Dans cette bourgade de Castille-et-Léon (centre), les nitrates et l’arsenic rendent depuis six ans l’eau imbuvable pour les habitants, qui sont 350 l’hiver et près de 1.000 en été.

Alors, chaque lundi, ils défilent sur la place principale pour récupérer, à bout de bras ou dans des brouettes, des packs d’eau financés en partie par la mairie. Comme Alejandro Martín, 17 ans, qui aide son grand-père de 95 ans à ramener la précieuse eau minérale avant de la verser dans une casserole pour préparer un café.

Dehors, des bouquets et des guirlandes de bouteilles en plastique sont suspendus aux balcons où des banderoles exigent l’accès à l’eau potable.

« Ce n’est pas normal au XXIe siècle », s’indigne Mercedes Rodríguez, 41 ans, membre d’un collectif d’habitants. Le maire, Andrés García, dénonce de son côté « le manque d’argent » public qui a ralenti un projet qui devrait ramener l’eau potable à la fin de l’année.

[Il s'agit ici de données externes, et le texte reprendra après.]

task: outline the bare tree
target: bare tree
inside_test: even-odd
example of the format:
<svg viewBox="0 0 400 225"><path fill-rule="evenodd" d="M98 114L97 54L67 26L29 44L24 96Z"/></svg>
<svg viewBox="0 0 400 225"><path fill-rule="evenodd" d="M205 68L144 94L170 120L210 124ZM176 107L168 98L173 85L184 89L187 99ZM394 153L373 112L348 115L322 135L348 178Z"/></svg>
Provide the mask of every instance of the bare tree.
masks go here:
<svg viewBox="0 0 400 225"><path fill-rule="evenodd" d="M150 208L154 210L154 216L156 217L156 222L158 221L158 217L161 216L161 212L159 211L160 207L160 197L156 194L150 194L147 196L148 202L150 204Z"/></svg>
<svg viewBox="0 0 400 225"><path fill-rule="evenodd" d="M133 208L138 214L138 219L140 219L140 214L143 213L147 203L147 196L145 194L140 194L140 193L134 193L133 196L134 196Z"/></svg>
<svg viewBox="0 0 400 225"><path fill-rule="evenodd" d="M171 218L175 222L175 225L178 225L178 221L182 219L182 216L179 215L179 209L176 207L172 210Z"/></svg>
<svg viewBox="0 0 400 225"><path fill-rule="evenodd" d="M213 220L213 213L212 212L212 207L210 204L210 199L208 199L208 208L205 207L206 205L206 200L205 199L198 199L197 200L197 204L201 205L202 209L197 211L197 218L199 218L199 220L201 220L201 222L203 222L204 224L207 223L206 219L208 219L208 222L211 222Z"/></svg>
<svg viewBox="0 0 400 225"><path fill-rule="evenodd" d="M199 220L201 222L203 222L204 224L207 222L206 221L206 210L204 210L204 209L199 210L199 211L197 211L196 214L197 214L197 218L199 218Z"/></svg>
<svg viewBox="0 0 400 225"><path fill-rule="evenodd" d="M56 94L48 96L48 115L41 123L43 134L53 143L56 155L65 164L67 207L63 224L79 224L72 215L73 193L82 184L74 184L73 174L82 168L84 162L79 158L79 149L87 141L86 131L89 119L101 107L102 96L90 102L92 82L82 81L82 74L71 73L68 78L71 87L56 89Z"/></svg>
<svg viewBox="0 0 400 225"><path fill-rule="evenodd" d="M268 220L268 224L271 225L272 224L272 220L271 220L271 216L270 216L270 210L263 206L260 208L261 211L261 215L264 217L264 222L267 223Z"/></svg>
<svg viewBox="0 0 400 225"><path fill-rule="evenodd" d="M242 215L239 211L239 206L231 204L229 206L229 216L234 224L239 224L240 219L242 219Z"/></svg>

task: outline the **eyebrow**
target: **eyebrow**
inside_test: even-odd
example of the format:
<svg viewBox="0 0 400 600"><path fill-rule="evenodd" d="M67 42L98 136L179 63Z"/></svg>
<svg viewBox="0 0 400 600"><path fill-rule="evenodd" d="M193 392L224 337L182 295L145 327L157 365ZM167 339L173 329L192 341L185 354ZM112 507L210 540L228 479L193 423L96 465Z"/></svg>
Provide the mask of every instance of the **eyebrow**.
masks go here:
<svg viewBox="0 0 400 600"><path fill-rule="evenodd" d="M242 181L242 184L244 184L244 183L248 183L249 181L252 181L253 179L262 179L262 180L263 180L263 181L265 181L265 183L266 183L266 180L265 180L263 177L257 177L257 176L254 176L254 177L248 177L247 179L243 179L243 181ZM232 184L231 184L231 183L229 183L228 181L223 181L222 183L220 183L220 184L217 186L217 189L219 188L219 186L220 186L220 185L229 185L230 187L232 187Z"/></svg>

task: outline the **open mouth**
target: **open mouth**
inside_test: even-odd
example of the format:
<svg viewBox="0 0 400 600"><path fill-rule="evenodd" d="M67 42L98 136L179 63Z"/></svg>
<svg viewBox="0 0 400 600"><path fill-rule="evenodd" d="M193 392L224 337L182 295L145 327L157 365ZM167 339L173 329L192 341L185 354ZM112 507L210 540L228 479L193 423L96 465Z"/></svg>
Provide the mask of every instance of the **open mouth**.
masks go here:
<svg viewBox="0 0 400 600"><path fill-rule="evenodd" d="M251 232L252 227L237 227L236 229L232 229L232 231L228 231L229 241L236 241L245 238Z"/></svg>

Rien qu’en Castille-et-Léon, 63 communes en étaient privées en mars selon la télévision régionale. Il n’existe aucun chiffre officiel national sur le sujet.

D’après le ministère de la Santé, 67.050 analyses effectuées en 2019 au niveau national, parfois au même endroit à des dates différentes, ont montré que l’eau n’était pas potable.

Et les niveaux de nitrates inquiètent partout alors que plus du quart (28%) des stations d’eaux souterraines du pays en mesurent une concentration supérieure ou proche du seuil de potabilité et que près du quart du pays (22%) est « vulnérable » à cette pollution en raison de la nature des sols ou des activités agricoles, selon le ministère de la Transition écologique.

Des pollutions agricoles de plus en plus pointées du doigt. Comme à Lierta, village de la région d’Aragon (nord-est), privé d’eau potable depuis 2018 à cause des nitrates et où les habitants se battent contre un projet d’installation d’une nouvelle exploitation de 3.000 truies.

Sous un soleil de plomb, seul un chien s’abreuve à la fontaine débordant d’algues plus vertes que les montagnes alentour, qui dominent une vaste étendue de champs dorés de céréales parsemés de porcheries.

Ici, c’est déjà « près de 20.000 porcs pour 50 habitants », fustige Bernard Más, 68 ans, membre de l’association d’habitants qui vient d’obtenir la suspension du projet pour un an au dernier conseil municipal.

Dans le pays de la charcuterie, « l’élevage intensif, les maxi-exploitations sont un réel problème » pour la qualité de l’eau dans les zones où elles sont implantées, à cause des rejets de purins, estime Luis Babiano, président de l’Association espagnole des opérateurs publics de distribution et d’assainissement de l’eau.

Mais les excès de nitrates dans les sources d’eau restent d’abord une « conséquence de l’usage des fertilisants dans l’activité agricole » qui constitue « le principal problème » à la campagne, soulignait un rapport du ministère de la Transition écologique fin 2020.

« En milieu rural, il y a un contrôle insuffisant des eaux et les habitants des petites communes pourraient être en train de boire de l’eau non potable sans le savoir », mettait en garde ce même rapport.

Une situation qui inquiète jusqu’à Bruxelles, où la Commission européenne a lancé un ultimatum à l’Espagne en 2020 pour qu’elle améliore son contrôle de la qualité des eaux, sous peine de lourdes amendes.

A terme, la sécheresse, qui pourrait s’aggraver en Espagne en raison du changement climatique, pourrait aussi mettre en péril la qualité de l’eau dans le pays.

Car si la quantité d’eau diminue et que celle de produits nocifs ne baisse pas, la proportion de ceux-ci augmente dans l’eau, explique Luis Babiano.

A Lastras, Mercedes Rodríguez craint, elle, que la pollution de l’eau n’entraîne l' »extinction » de son village car « qui va venir dans un village où on ne peut pas boire l’eau du robinet ? ».